Sadness Only a Kid Can Claim

During my elementary school years I lived with my birth mother, and her mother, my grandma. Home base was on Main Street, with bumpy, cracked sidewalks, a skate key, a baton, a treehouse, an outside kitchen, a porch swing, a stash of nickel-a-pack sweet tarts, a library card and a porch swing.

I gave that porch swing my undivided attention for hours at a time. Just me and the book I was reading. I loved reading as a child. Summers were glorious that way. I had hard-fought reasons for pledging my attention to a good story other than the one I lived in. It took hardly a chapter, maybe two to give in to a narrative that let me forget my own. And I sailed through the book as if turning the pages was jelly beans to my soul. Before I finished I came to understand the importance of knowing whose story I would read next. This, because I was so sad, as only a kid can claim before the world starts naming all the reasons. I was just sad to arrive at the last page, and read the final sentence. 

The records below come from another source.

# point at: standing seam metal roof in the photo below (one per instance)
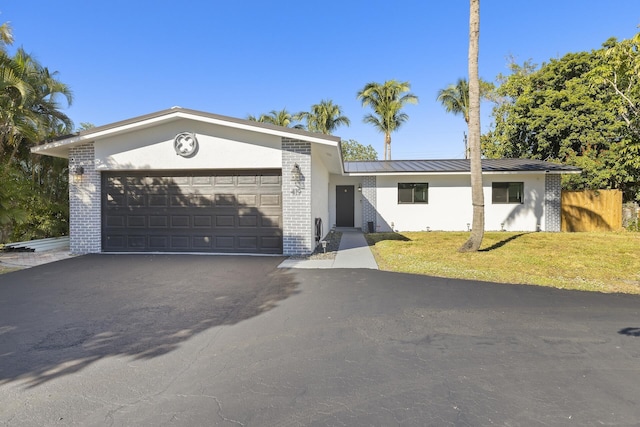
(455, 166)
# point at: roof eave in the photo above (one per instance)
(61, 146)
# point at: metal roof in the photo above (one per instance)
(454, 166)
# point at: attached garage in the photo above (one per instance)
(188, 181)
(192, 211)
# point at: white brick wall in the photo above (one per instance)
(296, 199)
(84, 201)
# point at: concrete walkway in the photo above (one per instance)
(31, 259)
(354, 252)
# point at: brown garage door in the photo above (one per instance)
(204, 211)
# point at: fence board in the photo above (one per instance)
(591, 210)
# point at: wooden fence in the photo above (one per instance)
(591, 210)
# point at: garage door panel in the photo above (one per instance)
(158, 221)
(180, 221)
(136, 221)
(203, 212)
(159, 243)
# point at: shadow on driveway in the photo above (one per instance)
(58, 318)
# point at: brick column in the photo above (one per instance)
(84, 202)
(552, 201)
(369, 206)
(296, 199)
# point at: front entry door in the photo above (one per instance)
(344, 205)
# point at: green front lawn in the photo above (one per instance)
(602, 262)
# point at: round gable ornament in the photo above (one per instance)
(185, 144)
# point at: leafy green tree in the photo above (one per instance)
(620, 71)
(279, 118)
(387, 101)
(566, 112)
(324, 117)
(352, 150)
(477, 195)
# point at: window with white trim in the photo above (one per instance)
(413, 192)
(507, 192)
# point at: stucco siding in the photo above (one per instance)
(449, 207)
(219, 148)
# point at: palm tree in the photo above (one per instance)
(387, 101)
(477, 196)
(455, 98)
(279, 118)
(29, 107)
(324, 117)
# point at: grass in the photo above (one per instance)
(600, 262)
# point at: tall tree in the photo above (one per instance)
(279, 118)
(34, 201)
(324, 117)
(455, 99)
(387, 100)
(567, 111)
(477, 195)
(29, 104)
(352, 150)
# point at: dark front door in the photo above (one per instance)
(344, 205)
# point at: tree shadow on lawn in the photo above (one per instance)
(58, 318)
(501, 243)
(373, 238)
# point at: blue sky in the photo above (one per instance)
(127, 58)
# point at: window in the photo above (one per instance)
(413, 192)
(507, 192)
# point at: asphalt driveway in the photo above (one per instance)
(223, 340)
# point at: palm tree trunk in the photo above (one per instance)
(477, 195)
(387, 146)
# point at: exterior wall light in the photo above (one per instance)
(296, 173)
(77, 172)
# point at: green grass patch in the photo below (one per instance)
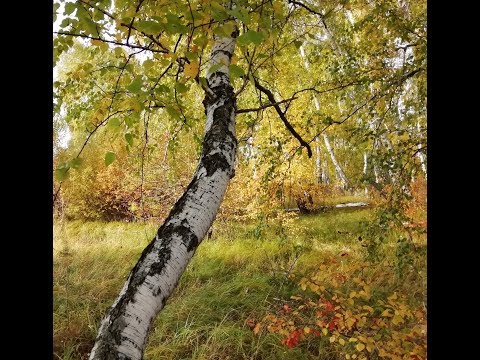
(244, 272)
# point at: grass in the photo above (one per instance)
(236, 278)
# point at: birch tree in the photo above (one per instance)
(165, 57)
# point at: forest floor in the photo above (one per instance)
(241, 281)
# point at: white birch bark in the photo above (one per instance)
(124, 330)
(365, 167)
(318, 161)
(420, 154)
(338, 169)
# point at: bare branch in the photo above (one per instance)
(282, 116)
(98, 8)
(132, 46)
(241, 111)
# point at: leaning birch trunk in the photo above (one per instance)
(420, 154)
(340, 174)
(318, 161)
(124, 330)
(365, 168)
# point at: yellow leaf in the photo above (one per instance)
(191, 69)
(393, 297)
(360, 347)
(369, 308)
(386, 313)
(97, 42)
(382, 352)
(397, 320)
(349, 322)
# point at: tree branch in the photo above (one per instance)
(111, 41)
(98, 8)
(241, 111)
(282, 116)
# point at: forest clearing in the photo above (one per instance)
(239, 179)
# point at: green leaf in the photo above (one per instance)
(241, 15)
(70, 8)
(136, 85)
(75, 163)
(236, 71)
(181, 88)
(201, 41)
(297, 43)
(61, 173)
(161, 89)
(173, 112)
(113, 124)
(214, 68)
(251, 37)
(129, 138)
(118, 51)
(203, 81)
(147, 64)
(149, 27)
(109, 158)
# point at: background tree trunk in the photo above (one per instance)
(338, 169)
(124, 330)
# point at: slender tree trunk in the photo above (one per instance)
(365, 167)
(318, 161)
(420, 154)
(338, 169)
(124, 330)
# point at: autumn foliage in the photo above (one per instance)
(344, 307)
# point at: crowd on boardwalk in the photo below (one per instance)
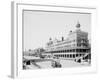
(73, 50)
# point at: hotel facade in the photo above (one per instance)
(76, 45)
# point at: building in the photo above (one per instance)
(76, 45)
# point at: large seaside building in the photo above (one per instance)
(76, 45)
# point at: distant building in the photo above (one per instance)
(76, 45)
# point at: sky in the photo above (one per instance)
(39, 26)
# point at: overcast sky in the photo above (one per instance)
(40, 26)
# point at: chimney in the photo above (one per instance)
(62, 38)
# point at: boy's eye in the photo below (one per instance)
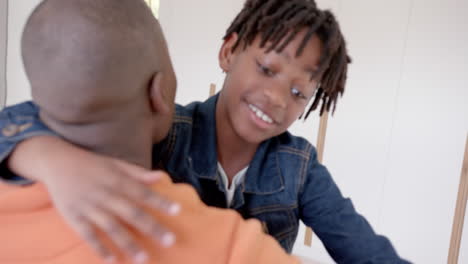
(265, 70)
(296, 93)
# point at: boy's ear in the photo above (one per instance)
(226, 53)
(157, 96)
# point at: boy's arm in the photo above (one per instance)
(18, 123)
(89, 190)
(346, 235)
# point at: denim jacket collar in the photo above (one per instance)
(264, 174)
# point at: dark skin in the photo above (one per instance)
(111, 66)
(277, 84)
(282, 99)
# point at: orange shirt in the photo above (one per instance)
(32, 231)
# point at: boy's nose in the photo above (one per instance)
(276, 96)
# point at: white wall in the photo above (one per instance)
(3, 46)
(194, 31)
(395, 144)
(18, 88)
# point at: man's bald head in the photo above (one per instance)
(87, 57)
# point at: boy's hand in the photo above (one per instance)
(96, 194)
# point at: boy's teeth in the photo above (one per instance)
(260, 114)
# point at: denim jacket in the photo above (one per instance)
(284, 183)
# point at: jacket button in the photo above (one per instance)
(12, 130)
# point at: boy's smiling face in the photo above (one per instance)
(264, 93)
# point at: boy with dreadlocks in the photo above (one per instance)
(235, 149)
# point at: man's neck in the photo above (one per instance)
(130, 141)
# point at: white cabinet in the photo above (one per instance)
(396, 144)
(18, 87)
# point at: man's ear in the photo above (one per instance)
(158, 99)
(226, 53)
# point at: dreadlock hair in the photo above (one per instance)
(279, 21)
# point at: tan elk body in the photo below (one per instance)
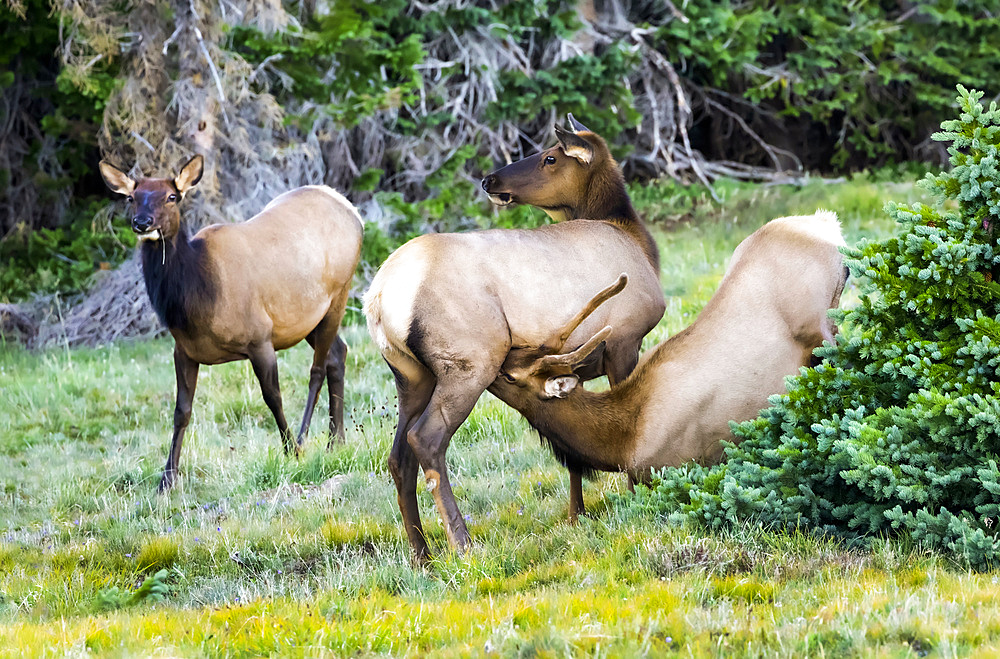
(243, 291)
(768, 314)
(445, 309)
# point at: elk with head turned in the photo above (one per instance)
(243, 291)
(445, 309)
(768, 314)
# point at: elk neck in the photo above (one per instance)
(608, 200)
(178, 280)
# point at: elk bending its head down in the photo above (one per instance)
(242, 291)
(445, 309)
(762, 324)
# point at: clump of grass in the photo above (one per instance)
(157, 554)
(362, 533)
(745, 588)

As I got older the sadness stayed but was joined by disappointment with the last sentence. Never quite satisfied with the author’s choice of words to cut me off from the world I had given my undivided attention to. That’s the writer in me.

As I grew up, had a family, and navigated a demanding career there was less time for books I read by my personal choice. I also discovered something about when I read. Once I get past the first few chapters, my attention takes on an urgency, and at the risk of sounding overly dramatic, an obsession to keep reading. 

And this is exactly why I am so happy with this example within the context of Psalm 31:20. It is the reason for it.

When I get to the moment that urgency begins to rise in me as I read a book, everything else begins to methodically, effortlessly fall away. Fall away from what? Fall away from importance. I become committed to the characters, the confrontation, the twists in plot, the scheming, the possible, the impossible, the lure of a story arc. My attention becomes exclusive. Dedicated to feeding the urgency. So everything I do serves one purpose: get back to the book. Finish work, finish dinner, finish the day so I can get back to the book.

 

Pursue God. Only God.

There is so much of my childhood wrapped up in this metaphorical example.  But for all of us, if we find the plots in our life that have us succumbing to the “human intrigue” of it all, those life pursuits that roll easily into plots, with characters, and schemes, that allow our pride to accelerate to the pace of obsession, we must turn back toward God. 

Hear the words of King Solomon:

Proverbs 6:18 tells us there are six things the Lord hates, one being this.

18         a heart that devises wicked schemes,

        feet that are quick to rush into evil,

Proverbs 19:21

21 Many are the plans in a person’s heart,

    but it is the Lord’s purpose that prevails.

This is all the perfect answer to why we pursue God. Only God.

And with this I stop here. It’s your homework now. You’re turn to think about this. And while you are at it, think about how identifying some plots in your life that have pulled you into obsession, and how amazing it would be to share this with someone who needs to live a life with God. It’s this simple, human. Share Psalm 31. 

 

“Suppose one of you has a hundred sheep and loses one of them. Doesn’t he leave the ninety-nine in the open country and go after the lost sheep until he finds it? And when he finds it, he joyfully puts it on his shoulders and goes home. Then he calls his friends and neighbors together and says, ‘Rejoice with me; I have found my lost sheep.’ I tell you that in the same way there will be more rejoicing in heaven over one sinner who repents than over ninety-nine righteous persons who do not need to repent.”

Luke 15:4-7

 

God’s faith to your witness. Go find the one.